The prime minister has been facing calls to present a clearer picture on the projections for the COVID-19 pandemic’s spread across the country.
With Ontario releasing its COVID-19 modelling Friday afternoon, Canadians in that province will be headed into their weekend with a sense of what the best and worst case outcomes could be, based on the information so far.
Ontario is forecasting that between 3,000 and 15,000 people in the province will die from COVID-19 with health measures that are already in place, and the early modelling predicts that the pandemic could last between 18 months and two years.
Trudeau said, in advance of the province releasing them, that he has seen the Ontario numbers and he will be sharing the federal outlook “in the coming days.”
“At the same time, we need to make sure that the projections that we will be releasing are based on the most accurate, the deepest, the most properly collated information out there. We are working with the provinces to be able to build a robust model to give the projections that people want to see,” Trudeau said, adding that the data will include estimations on how long the pandemic will last and how many Canadians may be severely affected.
Federal officials have not yet ventured further than to say that public health measures like physical distancing could be in place for weeks or months to stave off a surge that would cripple the health-care system, with an estimation early on in the outbreak that between 30 and 70 per cent of Canadians could contract the virus.
Canada's Chief Officer of Public Health Dr. Theresa Tam stressed on Friday that Canadians "must take this disease seriously," saying she knows it is a “frustrating time as we continue with strict public health measures while waiting for signs of improvements.”
PUSH FOR SUPPLIES CONTINUES
On Thursday evening Trudeau held a two hour call with Deputy Prime Minister Chrystia Freeland and Canada’s premiers on the pandemic situation.
According to a summary of the meeting released by the PMO, both the federal and provincial leaders “reaffirmed their commitment to continued collaboration and coordination,” and discussed the ongoing stockpiling of medical supplies and protective gear.
The call also included a discussion about sharing information, and the emergency actions already taken by the various provinces and territories.
On the ongoing procurement, Trudeau announced Friday that the federal government has signed an agreement with Amazon Canada to manage the distribution of this essential equipment to the provinces and territories. Various regions and municipalities continue to express concerns about supply shortages and this week the federal government said it is aggressively pushing forward with procuring more.

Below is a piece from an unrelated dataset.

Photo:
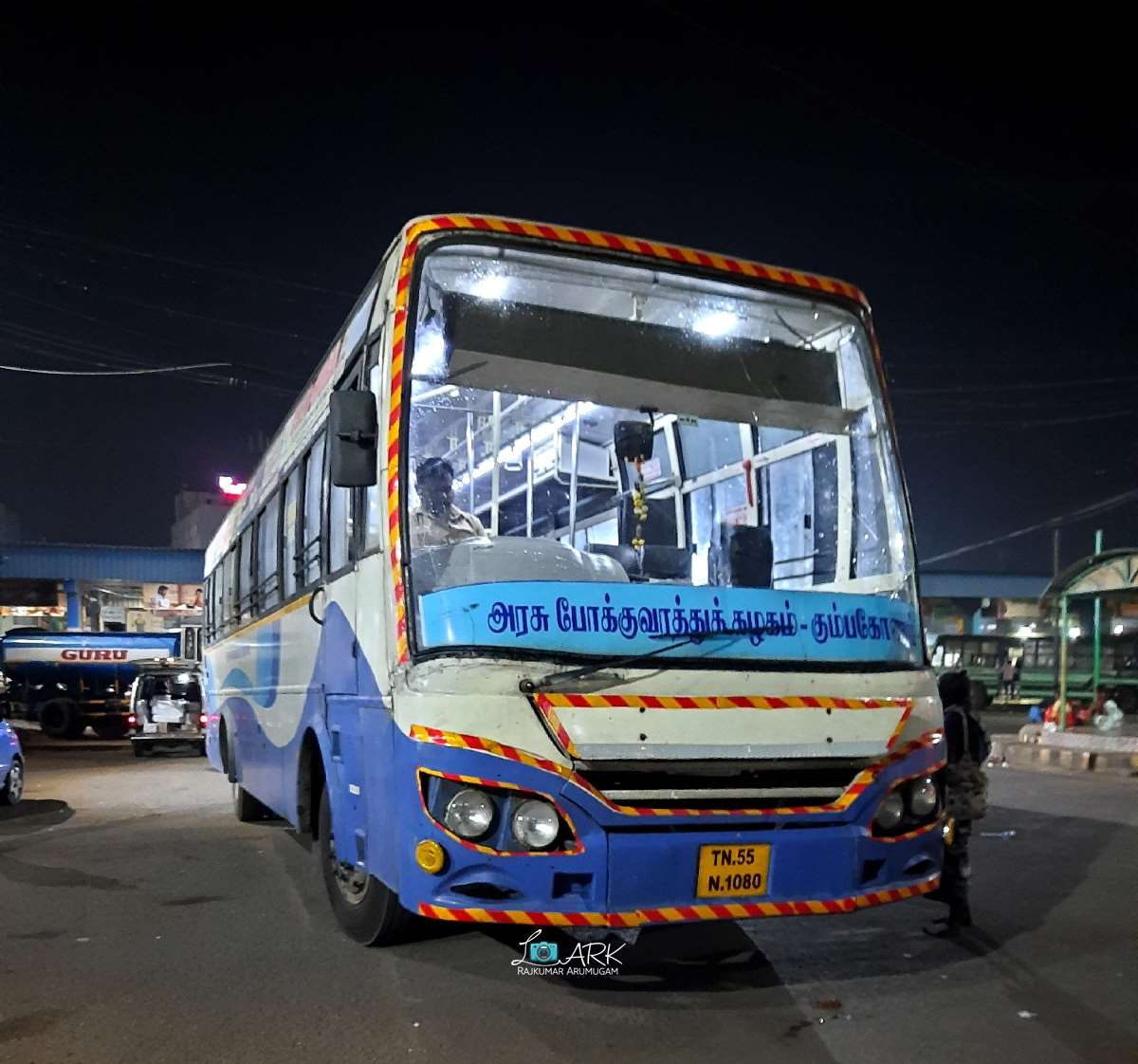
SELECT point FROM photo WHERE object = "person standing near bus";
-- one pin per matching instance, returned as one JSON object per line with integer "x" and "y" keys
{"x": 965, "y": 799}
{"x": 1007, "y": 678}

Though, personal protective gear is now being sold at inflated prices, in a competitive global market with countries worldwide vying for the much-needed supplies, Health Minister Patty Hajdu said.
Late Thursday, U.S. President Donald Trump invoked the Defense Production Act and requested manufacturing giant 3M cease exports of U.S.-made N95 face masks to Canada despite the company’s warning of “humanitarian implications.”
Trudeau faced questions about the impact this will have on Canada getting the life-saving protective gear that front-line staff need.
He said it would be “a mistake” to reduce the amount of goods exchanged across the Canada-U.S. border, and said it would be a move that “could hurt Americans as much as it hurts anybody else.”
Awaiting a recall of Parliament to pass the major expansion of the wage subsidy program, outgoing Conservative Leader Andrew Scheer said Friday that his caucus wants the government to be more transparent and accountable.
He’s suggesting some form of daily “accountability sessions” where the ministers take questions from opposition MPs, but also wants to see the current modelling and projections that show the federal scope of the pandemic over the next six months.
“Mr. Trudeau says his government is being guided by the evidence, so it’s time to release that evidence,” Scheer said.